À noter qu’une première lettre avait été envoyée au ministre Kent le 3 mai, mais le mutisme est toujours total de ce côté.
«À compter de l’an prochain, les Forges du Saint-Maurice seront ouvertes uniquement du 24 juin jusqu’à la fête du Travail ce qui signifie que nous ne recevrons plus de groupes scolaires. C’est déplorable. De plus, nous demandons d’avoir quelques guides pour faire de l’animation, car on ne peut pas visiter un site comme ici avec uniquement des panneaux. Si les règles ne changent pas, on se dirige tranquillement vers une fermeture éventuelle, car aujourd’hui le visiteur veut avoir un contact avec les gens», exprime Josée Grandmont, présidente de Culture Mauricie.
Un site Facebook
Afin de montrer l’importance des Forges-du-Saint-Maurice, petits et grands sont conviés sur le site cet été pour participer aux diverses activités interactives. Le public est également invité à exprimer son attachement et ses préoccupations à propos du lieu historique sur la page Facebook «J’aime les Forges».
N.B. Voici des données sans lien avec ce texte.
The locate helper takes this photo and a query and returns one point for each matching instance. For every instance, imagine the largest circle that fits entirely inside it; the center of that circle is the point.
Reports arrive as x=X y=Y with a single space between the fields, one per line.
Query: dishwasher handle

«Nous sommes au premier pas d’une opération de mobilisation pour que les gens de la Mauricie se réapproprient les Forges-du-Saint-Maurice», fait part le député de Trois-Rivières, Robert Aubin.
«En ce moment, l’explication du gouvernement est que l’achalandage ne justifie pas l’allongement des plages horaires et le maintien des emplois. Nous n’avons pas le droit de ne pas livrer la bataille et nous allons le faire jusqu’à ce que nous ayons une réponse», ajoute-t-il.